Friday, February 18, 2011

A Lot of Horn Tooting over a Kazoo sized deal

The LinkedIn acquisition of CardMunch a few weeks ago caught my attention. Techcrunch called it one of the "most like-minded and forward-thinking acquisitions I’ve ever seen"

I met with the founders of CardMunch several months ago when they were out raising their Series Seed round. They have a cute little app that takes a picture of a business card, populates your contact database and data is confirmed through crowd sourced labor. This is a cool way to solve the stack of business cards sitting on your desk and through geocoding lets you know where you met. You can also spread dozens of cards across a conference table and snap away.

I liked the founders (Bowei and Sid) a lot more than the business. CardMunch seemed like a nice feature and wasn't clear if there was even a product, let alone a business. It was going to be challenging to get scale with a model that charged on a per business card basis, a requirement given the amount of funding and cost for the crowdsourced labor. I generally only invest when I can think of at least half a dozen potential acquirers off the top of my head. In this case, LinkedIn was the only logical one that came to mind and didn’t see a viable business model short of that result.

Given that, I wasn't completing surprised when Linked-in announced the acquisition last month. I assumed they weren't able to raise funding and early exits often work out great for the founders, although not necessarily investors. However, after reading some of the press and tweets by investors, I began to wonder if this was a much bigger outcome than I would have guessed.
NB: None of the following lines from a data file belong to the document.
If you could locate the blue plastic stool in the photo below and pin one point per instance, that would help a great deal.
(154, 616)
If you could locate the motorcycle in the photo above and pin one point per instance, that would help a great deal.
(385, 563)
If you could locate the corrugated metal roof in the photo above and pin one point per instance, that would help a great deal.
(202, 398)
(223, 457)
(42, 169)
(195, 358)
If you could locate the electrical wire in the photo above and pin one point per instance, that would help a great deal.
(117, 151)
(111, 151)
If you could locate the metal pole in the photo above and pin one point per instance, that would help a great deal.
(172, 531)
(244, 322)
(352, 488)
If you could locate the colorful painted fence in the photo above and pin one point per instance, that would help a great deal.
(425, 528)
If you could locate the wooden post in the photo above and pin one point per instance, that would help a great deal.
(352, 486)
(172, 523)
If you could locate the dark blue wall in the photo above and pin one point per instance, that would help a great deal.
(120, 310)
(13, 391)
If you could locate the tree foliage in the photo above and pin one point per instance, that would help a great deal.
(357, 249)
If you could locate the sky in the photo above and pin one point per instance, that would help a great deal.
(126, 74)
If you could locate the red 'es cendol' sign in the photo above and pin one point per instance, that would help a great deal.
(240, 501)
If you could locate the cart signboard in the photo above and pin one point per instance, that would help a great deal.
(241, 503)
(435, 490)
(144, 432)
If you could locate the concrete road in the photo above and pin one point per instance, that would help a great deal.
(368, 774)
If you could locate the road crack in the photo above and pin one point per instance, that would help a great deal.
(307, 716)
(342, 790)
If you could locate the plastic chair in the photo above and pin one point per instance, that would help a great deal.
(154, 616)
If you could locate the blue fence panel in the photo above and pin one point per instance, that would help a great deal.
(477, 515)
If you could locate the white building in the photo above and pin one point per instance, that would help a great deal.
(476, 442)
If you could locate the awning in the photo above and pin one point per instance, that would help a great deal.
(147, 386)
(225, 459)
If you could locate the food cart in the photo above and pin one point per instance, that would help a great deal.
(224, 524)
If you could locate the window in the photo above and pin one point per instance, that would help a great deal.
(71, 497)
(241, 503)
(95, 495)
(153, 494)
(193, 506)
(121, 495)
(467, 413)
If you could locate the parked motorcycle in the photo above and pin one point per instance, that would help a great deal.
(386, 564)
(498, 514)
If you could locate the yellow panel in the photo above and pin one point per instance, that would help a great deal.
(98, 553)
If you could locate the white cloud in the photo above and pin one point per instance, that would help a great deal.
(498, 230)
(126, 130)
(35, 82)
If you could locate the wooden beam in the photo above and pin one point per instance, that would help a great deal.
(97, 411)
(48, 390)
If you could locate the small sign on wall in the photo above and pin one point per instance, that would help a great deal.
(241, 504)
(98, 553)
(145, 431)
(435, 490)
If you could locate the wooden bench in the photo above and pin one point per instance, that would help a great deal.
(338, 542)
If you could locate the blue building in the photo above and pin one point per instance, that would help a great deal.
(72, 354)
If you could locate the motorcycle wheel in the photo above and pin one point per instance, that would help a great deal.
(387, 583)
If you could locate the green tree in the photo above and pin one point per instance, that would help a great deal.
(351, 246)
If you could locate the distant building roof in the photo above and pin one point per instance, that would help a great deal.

A stock acquisition is a bet that would provide significant upside (and possible downside) opportunity.

I was curious about the sale price (not announced in any of the acquisition articles), but was disclosed in Linked-In's S1 filing at cash proceeds of $2,394,000. Seemed like a good time for ProfessorVC to do a little digging to see if there was more than met the eye.

I first contacted my friend, Manu Kumar, who incubated the company, coming up with the idea and finding the founders to build the product. He obviously has a founder's common stock stake along with cash invested. I asked him how the deal came out for investors since the sale price was significantly lower than the valuation on the round they were raising when we met. It looked like the preferred investors would get their money back and the founders would get a nice payday for a year's work. Nothing wrong with that and something that Basil Peters writes extensively about in Early Exits.





However, Manu's response made it sound like there was more there (or possibly a shovel involved):


"Steve,

There was *a* number reported in the LinkedIn S-1, but that doesn't tell the complete story. Other than complying with the filing requirements for the S-1, the terms of the CardMunch deal are private, and we are not allowed to discuss them.

At the time when you met with the CardMunch team, we'd already raised some amount of capital for the seed round. We stopped the fund-raising mid-way once we were approached by LinkedIn and engaged in discussions with them. The transaction was actually a great exit, and *everyone* (including the Series Seed investors who came in less than 2 months before the exist) made money on the transaction. It was a brilliant exit -- from start to finish in 13 months! :)

Regards,

-Manu"


Ok, so maybe there was more to the deal than announced, but typically the S1 would include contingent payments (outside of the normal 20% escrow) such as earnouts or stock. I began to wonder based on the "*a*" number comment that perhaps Linked-in had thrown in a sweetener to the investors, such as an opportunity to buy some secondary shares pre-IPO or an allocation in the IPO. Given the issues we had in the past around allocation of IPO shares, this would be a very sensitive issue. Mind you, this is clearly speculation on my part (what are blog posts for?) and has no basis in fact.

Time to do some more digging. I ran across a couple of blog posts by another angel investor in Card Munch, Ty Danco. One was on the acquisition and the other on his original investment. I posted a comment on Ty's blog regarding the economics of the deal and was surprised to find that he had deleted some of my speculation and added the following comment:

Ty’s note: I’ve edited the rest out, as Professor VC asked specific valuation questions, posing some questions I can’t discuss. Sorry, but as is the case often in sales where the buyer has bigtime legal counsel, I’m precluded from giving out details.
Thus, I am raising my questions here. Perhaps, there is more to the deal or maybe it is just a face saving gesture on the part of investors.

Why can’t anyone just say, “it wasn’t a great outcome for investors, but was for the entrepreneurs and glad we could help make that happen”. I guess nobody wants to pull a kazoo out of their pocket when it feels so much better to blare a trumpet.